October 13, 2005
Britain's drinking problem is undeniable: Britons drink a quarter more alcohol than they did 10 years ago. Last year, the average Briton consumed 9.4 liters of pure ethanol. Moreover, binge drinking among young people has greatly increased, says the Economist. Lastly, deaths from chronic liver disease among people aged 25-44 are nearly ten times higher than in 1970.
Meanwhile, other forms of hedonism are declining as young people become more aware of the dangers of illegal drugs and switch to legal ones, says the Economist:
- The proportion of 16- to 24-year-olds who used amphetamines in the previous 12 months fell from 12 percent in 1996 to 4 percent last year.
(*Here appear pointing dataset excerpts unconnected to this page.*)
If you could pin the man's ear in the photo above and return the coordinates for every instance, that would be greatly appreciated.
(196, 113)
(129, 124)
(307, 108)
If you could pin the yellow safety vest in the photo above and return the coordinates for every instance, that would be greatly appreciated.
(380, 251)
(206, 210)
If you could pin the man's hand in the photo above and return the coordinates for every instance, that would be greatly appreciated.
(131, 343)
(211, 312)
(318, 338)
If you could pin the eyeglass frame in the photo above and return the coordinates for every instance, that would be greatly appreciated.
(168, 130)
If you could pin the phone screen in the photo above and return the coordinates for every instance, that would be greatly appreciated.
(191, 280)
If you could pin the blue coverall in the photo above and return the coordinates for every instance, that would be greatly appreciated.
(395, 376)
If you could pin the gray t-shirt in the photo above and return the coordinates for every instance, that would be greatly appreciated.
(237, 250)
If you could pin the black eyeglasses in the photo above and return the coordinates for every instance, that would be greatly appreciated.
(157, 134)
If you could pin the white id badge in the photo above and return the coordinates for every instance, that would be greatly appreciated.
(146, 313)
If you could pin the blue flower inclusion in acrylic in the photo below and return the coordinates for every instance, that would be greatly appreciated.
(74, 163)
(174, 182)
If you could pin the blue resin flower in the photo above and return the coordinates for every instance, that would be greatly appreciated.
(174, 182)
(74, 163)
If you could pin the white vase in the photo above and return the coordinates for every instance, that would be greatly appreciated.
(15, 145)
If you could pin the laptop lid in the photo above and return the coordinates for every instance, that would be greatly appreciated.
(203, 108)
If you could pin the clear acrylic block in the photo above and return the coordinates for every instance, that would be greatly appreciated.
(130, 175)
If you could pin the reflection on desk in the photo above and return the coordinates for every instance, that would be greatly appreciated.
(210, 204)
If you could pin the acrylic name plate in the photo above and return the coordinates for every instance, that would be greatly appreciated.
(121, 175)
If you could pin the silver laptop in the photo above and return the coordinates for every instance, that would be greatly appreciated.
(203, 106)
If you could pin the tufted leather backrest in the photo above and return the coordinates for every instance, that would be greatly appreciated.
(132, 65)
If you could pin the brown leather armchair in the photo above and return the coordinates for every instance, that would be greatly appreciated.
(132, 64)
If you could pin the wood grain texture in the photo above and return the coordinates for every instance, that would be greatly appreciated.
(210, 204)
- Ecstasy has also become less popular, which is surprising given falling prices; in many places, a pill now costs less than a pint of beer.
New government policies, like licensing reforms, will speed up the trend toward old-fashioned intoxicants, says the Economist. The 2003 Licensing Act will permit pubs to stay open later; until now, most pubs were forced to stop selling alcohol at 11 pm, forcing revelers to move on to the sort of venues where drink is expensive and loud music and pills are to be found.
Even though longer licensing hours will probably mean more drinking, fewer pills will be popped, thus allowing Britain to begin to win the war on drugs, says the Economist.